Cool. Didn't know that.
> The @ x_yz things are type annotations, otherwise Core is pretty close to
> Haskell. It takes a bit to get used to reading Core, but it's not that
> difficult (as long as the functions are short).
I see. Well, still better then my hand writing ;-)
> First, without optimisations:
>
> [some good explinations]
Thanks!
> Now with optimisations. [...]
>
> There, that looks much better than before (and for short lists, it performs
> much better, but for long lists, the difference should be negligible).
> flip, ($) and (.) have been inlined and eliminated, what we get is
>
> rmap fs x = map (\f -> f x) fs
>
> , which is really nice.

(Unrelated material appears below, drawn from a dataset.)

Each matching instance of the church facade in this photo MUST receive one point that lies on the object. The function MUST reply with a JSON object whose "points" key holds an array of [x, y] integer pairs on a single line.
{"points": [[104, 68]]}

In fact, it's even nicer than what we got for
> recmap, because the compiler knows map, there are rewrite rules, which can
> produce much better code when the function is used, for example, it's
> possible that the list of functions is completely eliminated and a use is
> rewritten to a direct loop instead of allocating a list cell for each
> function in the list. And it can profit from the rule
>
> map f . map g = map (f . g)
>
> which is much harder to detect for the direct recursion.
Good news, seems like Haskell has no problem with combinators. As I hoped I could expect.
>> And how "expensive" are pattern matches on the other side, anyway?
>
> Depends on the pattern, of course. Matching "oh" against [] is much cheaper
> than matching "This is an expensive car" against
>
> 'T':'h':'i':'s':' ':'a':'n':' ':'e':'x':'p':'e':'n':'s':'i':'v':'e':'
> ':'p':'a':'t':'t':'e':'r':'n':' ':'m':'a':'t':'c':'h':_
>
> But generally, pattern matching is quite cheap. The (well, one) advantage
> of higher order functions like map is that they're easier to optimise when
> they're used, given that somebody has taught the compiler how.
I understand.
Many thanks again for pointing out how I can test such things myself with -ddump-simple.